Je me demandais s'il m'avait écouté. Je l'espérais fortement. Ses yeux le trahissaient. Il essayait de paraître humble à toute cette histoire mais, dans le fond, il n'y arrivait pas. J'avais raison et il le savait.

-Sakura se faisait vomir.

Je décidais de parler de l'auto-vomissement mais me promis de toujours cacher l'histoire de la mutilation. Je tenais, moi aussi, à Sakura et je ne voulais pas qu'elle m'en veuille. Elle comptait sur moi. Pourtant, je savais très bien que mes intentions n'étaient pas négatives mais pour son bien.

- Pardon ? haussa t-il la voix. Mais, quand ça ? Comment ? Et..pourquoi ?
- Vous l'abandonnez à chaque repas. Elle se retrouve tout le temps seule face à son assiette à table.
- Tu veux dire que, enfin, qu'elle le faisait devant nos yeux ? Devant mes propres yeux ?
- Proprement parlé, non. Mais vous étiez dans la maison lorsqu'elle le faisait.
- Donc, on aurait pu l'entendre, on aurait pu l'arrêter.
- L'entendre oui mais l'arrêter, je doute. Je n'ai pas réussi.
- Comment ça ?
- Mon premier soir chez vous. Vous étiez tous sortis de table et nous étions seuls. Elle ne le supportait plus et à commencé une crise. J'ai tenté de l'en dissuader mais ça n'a pas marché. Elle est partie aux toilettes sous mes cris et l'a fait. Elle n'écoute personne.
- J'ai-je-je dois sortir, me changer les idées. Si mes parents demandent dit que je suis chez un de mes amis, ils sauront, dit-il en bégayant.
- Attends, Saso ! essayai-je de le retenir.
-Merci Sasuke.

Il me fit de la peine. Énormément de peine. Peut-être que je l'avais surpris voir même choqué. Il n'avait même pas eu le temps de souffler que je rebondis sur une nouvelle des plus alarmantes. Je n'aurais peut-être pas dû. J'avais l'impression de faire tout de travers, c'était horrible. Je ne savais plus comment me comporter ni comment réagir. Loger chez Sakura sans sa présence était des plus difficiles. J'avais attendu tellement de temps pour la voir, j'avais tout mis de côté pour que tout se déroule bien et je ne l'avais eu que très peu près de moi.

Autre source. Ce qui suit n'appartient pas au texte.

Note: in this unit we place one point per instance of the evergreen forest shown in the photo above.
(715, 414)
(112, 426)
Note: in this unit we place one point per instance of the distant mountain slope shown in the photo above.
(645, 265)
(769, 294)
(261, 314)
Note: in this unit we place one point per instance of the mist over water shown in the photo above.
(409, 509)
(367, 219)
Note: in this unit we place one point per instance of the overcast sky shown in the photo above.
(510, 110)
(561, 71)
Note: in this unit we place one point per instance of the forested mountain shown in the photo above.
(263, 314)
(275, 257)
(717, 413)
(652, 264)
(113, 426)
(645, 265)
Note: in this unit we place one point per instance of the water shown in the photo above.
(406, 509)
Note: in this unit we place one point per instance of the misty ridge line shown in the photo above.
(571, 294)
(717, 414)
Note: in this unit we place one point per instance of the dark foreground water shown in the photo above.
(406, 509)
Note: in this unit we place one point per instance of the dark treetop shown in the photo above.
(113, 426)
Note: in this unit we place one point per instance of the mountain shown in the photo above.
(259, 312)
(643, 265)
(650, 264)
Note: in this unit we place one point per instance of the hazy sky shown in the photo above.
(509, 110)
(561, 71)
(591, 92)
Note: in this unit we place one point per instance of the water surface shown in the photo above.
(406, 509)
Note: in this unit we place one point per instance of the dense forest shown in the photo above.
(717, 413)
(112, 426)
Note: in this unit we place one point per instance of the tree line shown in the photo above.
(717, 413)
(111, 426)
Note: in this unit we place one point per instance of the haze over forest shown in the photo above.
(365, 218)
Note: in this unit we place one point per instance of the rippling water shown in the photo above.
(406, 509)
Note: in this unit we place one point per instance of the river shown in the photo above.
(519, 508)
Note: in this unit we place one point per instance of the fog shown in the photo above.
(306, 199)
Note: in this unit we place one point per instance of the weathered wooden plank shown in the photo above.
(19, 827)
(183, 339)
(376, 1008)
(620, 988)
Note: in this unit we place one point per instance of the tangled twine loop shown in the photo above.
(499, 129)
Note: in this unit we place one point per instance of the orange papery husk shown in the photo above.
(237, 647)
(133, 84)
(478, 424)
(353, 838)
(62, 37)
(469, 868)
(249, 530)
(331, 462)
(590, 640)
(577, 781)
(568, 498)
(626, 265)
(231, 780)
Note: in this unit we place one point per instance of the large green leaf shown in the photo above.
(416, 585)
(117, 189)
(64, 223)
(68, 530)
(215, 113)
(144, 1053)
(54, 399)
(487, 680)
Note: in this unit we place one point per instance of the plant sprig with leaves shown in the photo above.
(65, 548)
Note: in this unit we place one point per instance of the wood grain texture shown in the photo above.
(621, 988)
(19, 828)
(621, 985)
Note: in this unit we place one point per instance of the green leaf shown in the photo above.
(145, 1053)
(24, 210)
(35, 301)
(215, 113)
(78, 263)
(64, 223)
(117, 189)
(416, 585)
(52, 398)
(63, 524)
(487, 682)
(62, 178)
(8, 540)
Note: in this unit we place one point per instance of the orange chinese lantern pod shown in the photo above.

Je n'étais pas égoïste, loin de là même. Sa guérison restait la chose la plus importante à mes yeux ainsi qu'aux yeux de tous.

Je ne savais que faire de ma journée. Si je sortais, je m'en voudrais. Sakura était à l'hôpital. Je n'avais pas le droit de m'amuser alors qu'elle souffrait. Je fis abstraction de toutes pensées et appela Naruto.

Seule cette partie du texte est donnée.